The gene, BAF53B, appears to play a role in early neuronal developmental and long-term memory formation in adults. Recently, rare mutations in BAF53B were identified in a handful of Canadian children who have intellectual disability, seizures and behavioural impairments related to ASD. Researchers have yet to fully understand how these specific gene mutations result in impaired cognitive function⁠—ia question Dr. Ciernia aims to answer using mouse models where BAF53B can be conditionally deleted from different types of neurons at different stages of development. The Ciernia lab will then study these mice to identify how loss of BAF53B impacts brain development and if the mice show ASD-like behaviors or seizures.

“This gene is interesting because it is only expressed in neurons, and not in other types of cells in the body,” said Dr. Ciernia. “We want to see if making conditional deletions of the gene will preferentially impact different types of neurons in the developing brain.”

A relationship already exists between ASD and seizure-disorder phenotypes, but researchers don’t yet know enough about what BAF53B does to understand how it is supposed to function in neurotypical brains. In future work Dr. Ciernia and her team will introduce identified human mutations of BAF53B into their mouse models in order to assess how these mutations impact the gene’s function.This work builds on some of Dr. Ciernia’s earlier work, which found that targeted manipulation of BAF53B in adult mice could restore neuroplasticity and memory function.

“The mutation of BAF53B was originally thought to be lethal, as no clinical cases were documented until very recently. The children with these mutations do have severe impairments, and many don’t survive beyond childhood,” said Dr. Ciernia.

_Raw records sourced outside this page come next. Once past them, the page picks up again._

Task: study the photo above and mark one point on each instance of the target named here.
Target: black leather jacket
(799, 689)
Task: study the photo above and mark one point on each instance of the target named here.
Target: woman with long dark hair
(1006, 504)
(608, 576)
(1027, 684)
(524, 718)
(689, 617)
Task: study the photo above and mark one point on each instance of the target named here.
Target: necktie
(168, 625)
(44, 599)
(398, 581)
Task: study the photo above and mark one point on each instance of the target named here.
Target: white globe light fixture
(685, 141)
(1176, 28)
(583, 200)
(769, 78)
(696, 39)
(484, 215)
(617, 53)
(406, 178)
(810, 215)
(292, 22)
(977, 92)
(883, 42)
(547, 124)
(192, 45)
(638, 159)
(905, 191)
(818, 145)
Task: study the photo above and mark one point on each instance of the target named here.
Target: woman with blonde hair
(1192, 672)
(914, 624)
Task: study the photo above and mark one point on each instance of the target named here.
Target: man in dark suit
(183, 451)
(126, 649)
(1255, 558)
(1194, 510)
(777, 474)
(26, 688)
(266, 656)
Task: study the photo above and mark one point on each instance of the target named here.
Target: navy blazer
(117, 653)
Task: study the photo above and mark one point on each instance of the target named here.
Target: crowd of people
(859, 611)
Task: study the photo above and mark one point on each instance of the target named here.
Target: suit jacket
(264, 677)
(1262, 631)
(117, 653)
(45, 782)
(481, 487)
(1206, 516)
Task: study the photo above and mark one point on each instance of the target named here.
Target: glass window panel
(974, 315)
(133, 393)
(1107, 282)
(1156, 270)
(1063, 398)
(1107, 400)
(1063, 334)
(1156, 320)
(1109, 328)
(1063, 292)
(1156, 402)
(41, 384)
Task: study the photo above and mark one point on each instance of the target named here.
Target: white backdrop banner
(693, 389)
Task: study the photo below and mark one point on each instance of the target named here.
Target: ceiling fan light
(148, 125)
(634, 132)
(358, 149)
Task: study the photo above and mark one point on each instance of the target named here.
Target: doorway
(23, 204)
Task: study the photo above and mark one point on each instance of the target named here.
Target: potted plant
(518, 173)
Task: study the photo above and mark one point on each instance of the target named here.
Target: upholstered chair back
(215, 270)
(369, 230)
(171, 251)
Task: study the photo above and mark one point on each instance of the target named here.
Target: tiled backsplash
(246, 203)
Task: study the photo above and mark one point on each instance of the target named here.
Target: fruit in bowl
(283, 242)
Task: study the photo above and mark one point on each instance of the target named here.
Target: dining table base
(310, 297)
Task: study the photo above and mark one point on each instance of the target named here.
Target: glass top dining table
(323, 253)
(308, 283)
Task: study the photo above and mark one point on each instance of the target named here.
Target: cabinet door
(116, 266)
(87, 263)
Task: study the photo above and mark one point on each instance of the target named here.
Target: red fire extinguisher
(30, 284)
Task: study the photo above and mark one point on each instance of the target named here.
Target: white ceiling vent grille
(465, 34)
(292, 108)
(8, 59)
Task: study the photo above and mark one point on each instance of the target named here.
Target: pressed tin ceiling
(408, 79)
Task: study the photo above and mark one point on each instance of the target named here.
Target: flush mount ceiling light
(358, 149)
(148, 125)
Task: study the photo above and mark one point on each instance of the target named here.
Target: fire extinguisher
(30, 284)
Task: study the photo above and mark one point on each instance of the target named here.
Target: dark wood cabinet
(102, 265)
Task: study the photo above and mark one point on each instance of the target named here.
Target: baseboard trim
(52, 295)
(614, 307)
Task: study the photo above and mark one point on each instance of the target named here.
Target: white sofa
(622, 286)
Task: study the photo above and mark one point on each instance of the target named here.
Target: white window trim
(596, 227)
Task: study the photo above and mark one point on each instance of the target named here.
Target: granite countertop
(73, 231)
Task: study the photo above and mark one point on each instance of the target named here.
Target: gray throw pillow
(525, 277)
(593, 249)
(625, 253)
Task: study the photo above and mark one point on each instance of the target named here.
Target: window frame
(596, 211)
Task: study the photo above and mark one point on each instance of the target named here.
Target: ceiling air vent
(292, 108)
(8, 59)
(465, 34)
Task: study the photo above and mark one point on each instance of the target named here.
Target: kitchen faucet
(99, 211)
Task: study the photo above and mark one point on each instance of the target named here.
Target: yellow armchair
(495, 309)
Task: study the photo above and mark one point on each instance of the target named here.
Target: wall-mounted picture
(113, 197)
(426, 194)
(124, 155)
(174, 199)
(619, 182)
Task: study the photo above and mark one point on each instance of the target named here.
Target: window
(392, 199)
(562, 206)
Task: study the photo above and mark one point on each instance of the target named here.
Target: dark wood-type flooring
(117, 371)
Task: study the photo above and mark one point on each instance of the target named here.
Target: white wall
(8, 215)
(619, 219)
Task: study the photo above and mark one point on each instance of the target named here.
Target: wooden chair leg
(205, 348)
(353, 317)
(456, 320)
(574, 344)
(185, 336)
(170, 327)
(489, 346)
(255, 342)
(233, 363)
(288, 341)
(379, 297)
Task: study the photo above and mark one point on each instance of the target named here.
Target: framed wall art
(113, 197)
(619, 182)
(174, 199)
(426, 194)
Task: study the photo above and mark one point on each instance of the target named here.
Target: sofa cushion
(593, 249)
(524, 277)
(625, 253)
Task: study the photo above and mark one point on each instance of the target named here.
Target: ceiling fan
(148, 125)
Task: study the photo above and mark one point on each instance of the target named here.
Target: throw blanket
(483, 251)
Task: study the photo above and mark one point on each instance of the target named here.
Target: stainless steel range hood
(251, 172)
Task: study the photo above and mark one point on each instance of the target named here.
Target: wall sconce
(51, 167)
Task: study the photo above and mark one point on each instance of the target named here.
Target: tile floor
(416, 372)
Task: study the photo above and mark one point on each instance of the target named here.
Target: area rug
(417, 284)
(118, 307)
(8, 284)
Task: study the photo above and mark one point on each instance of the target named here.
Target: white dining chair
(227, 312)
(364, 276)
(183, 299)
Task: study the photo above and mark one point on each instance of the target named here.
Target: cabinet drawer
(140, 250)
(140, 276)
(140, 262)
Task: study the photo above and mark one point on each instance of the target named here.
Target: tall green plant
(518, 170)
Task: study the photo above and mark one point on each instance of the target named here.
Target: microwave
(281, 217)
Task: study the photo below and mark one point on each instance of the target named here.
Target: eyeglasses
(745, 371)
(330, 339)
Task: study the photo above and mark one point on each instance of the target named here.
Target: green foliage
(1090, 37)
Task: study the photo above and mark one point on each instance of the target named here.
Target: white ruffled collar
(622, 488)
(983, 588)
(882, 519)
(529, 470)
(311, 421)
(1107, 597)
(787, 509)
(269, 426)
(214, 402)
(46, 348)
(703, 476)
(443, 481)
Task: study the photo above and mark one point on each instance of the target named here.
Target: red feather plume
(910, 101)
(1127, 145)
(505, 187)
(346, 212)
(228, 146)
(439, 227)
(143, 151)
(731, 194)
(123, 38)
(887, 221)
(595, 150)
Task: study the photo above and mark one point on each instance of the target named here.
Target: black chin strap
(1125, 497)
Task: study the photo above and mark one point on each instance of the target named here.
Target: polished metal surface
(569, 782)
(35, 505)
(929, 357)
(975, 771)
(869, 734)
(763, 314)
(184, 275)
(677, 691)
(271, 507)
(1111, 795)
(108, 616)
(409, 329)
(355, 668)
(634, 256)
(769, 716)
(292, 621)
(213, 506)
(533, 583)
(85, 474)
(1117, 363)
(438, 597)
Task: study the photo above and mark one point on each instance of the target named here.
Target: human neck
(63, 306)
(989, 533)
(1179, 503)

Dr. Ciernia, who came to UBC as a Canada Research Chair in Understanding Gene Expression in the Brain in June 2019, has been working with other researchers at the Djavad Mowafaghian Centre for Brain Health (DMCBH) to study glia-neuron integration in ASD and other neurodevelopmental disorders.

Since establishing her lab at DMCBH last summer, her team has grown to include two PhD students, five undergraduate students, and a lab manager; she is currently in the process of recruiting a postdoctoral fellow to work on the BAF53B project. As part of the DMCBH, Dr. Ciernia’s lab aims to develop collaborations across a range of model organisms to better understand how changes in the developing brain can cause disability in young children and, eventually, to establish novel targets for therapeutic intervention.